Because we had arrived early, we avoided the truly massive queues that built up later on.
Part way through the journey, the train slowed, then stopped, and several of these jumped out at us.....
.... making the younger children scream.
They were in fact handing out sweets to all the passengers, and as I tried to photograph the one who leaned into our carriage, the train started to move, so this is what happened in the rapidly fading light.
Enough to give me nightmares :-)
We ambled over to the display area, where thousands and thousands of people were crammed in. It was dark and bitterly cold, and I could not believe that some parents were wearing hat, coat, scarf and gloves themselves, but were carrying very young children who wore only thin winter coats. One little girl we saw had hands that were blue with cold, and lots of babies were out without hats on. Crazy.
The fireworks were lovely, set to music. My camera in no way did them justice.
We had carefully positioned ourselves right by the only exit point, so we could make as speedy a departure as possible once the display ended. After the last firework, we turned and galloped as fast as we possibly could back to the car, knowing that if we had to wait for long, all the other cars passing over the grass would have churned it into muddy ruts which our car would never have been able to safely navigate, especially in the dark and with hordes of other cars waiting impatiently behind us.
Other people obviously had the same thought, as we were closely followed by one man who was running and pushing a small child in a pushchair at the same time and then by a procession of others. We reached the car, and were still fastening our seatbelts as DH carefully drove off the grass and onto the private road leading out of the estate. There were five or six cars ahead of us, and by the time we reached the junction between the grass and the road, the ground had indeed been churned into ruts, and it took us several attempt to get over them and safely onto the road. If we had left it any longer, we would most likely have been stuck there :-)
The traffic queues behind us were unbelievable by the time we reached the brow of the long incline leading out to the main road, and we headed straight for the supermarket to get some food, then back to the very comfortable hotel room and a nice hot drink.
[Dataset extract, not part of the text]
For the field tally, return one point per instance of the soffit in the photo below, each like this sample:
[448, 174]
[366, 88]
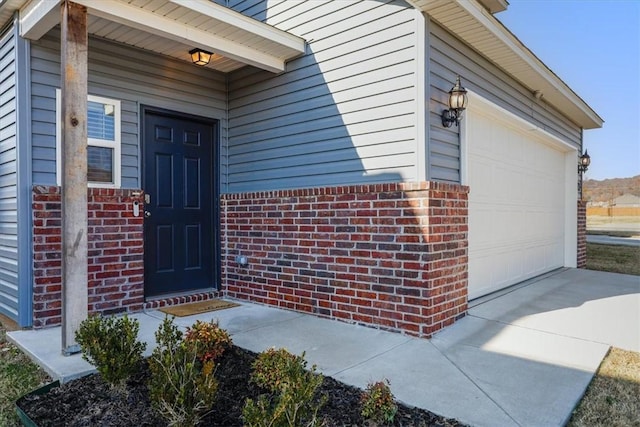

Next morning, we slept late, till about 8.30am, and we were discussing what time we should get some breakfast and go back to Longleat to while away a few hours. We thought we'd made sensible plans, and it was only when DH opened the curtains that we realised we would have to cancel our plans and head straight home as fast as we could. At no point had the weather forecast included snow, but it was snowing heavily and settling on the ground. My husband said he'd been aware of some heavy rain in the night, but we hadn't expected this....
Needless to say, we grabbed our things and headed for the car, knowing we would be crossing lots of small country lanes and minor roads before we got safely back on to the motorway.
It was lovely, but unnerving.
The journey home took almost four hours, and in some places there were nearly six inches of snow, which is a lot for those of us living in temperate climes :-)As many of the country roads were up and down hills, this meant some hair-raising moments, including when one police vehicle was stuck coming up a narrow hill and we were travelling down it.
At several points we were travelling at 5 - 10 miles per hour, and then we hit the areas which had been hit by flash floods. We ended up traversing many deep floods, crawling along at one or two miles per hour to avoid creating any "waves" which could send water up the exhaust of the car and causing us to get stuck. Of course, these were always the areas furthest away from civilisation and had no mobile phone signal either. It was really quite scary, and I was so unnerved I could not take any photos. That was the first time I'd ever been in a vehicle crossing flooded roads, and luckily our people-carrier is a "high" vehicle; if the floods had been an inch deeper, we would have been stuck. Several roads were completely impassable and one near Bath town centre was blocked off by police cars to prevent vehicular access as it was deemed too dangerous.
No sooner did we leave a flooded area than we would travel a few miles and hit snow again. Luckily the travelling conditions improved a great deal when we managed to rejoin the motorway.
It was only when we reached the approach to the Severn Bridge that we took a deep sigh of relief and all trace of the snow disappeared.
And soon we were back on my beloved bridge again......
...and giving thanks for getting safely home.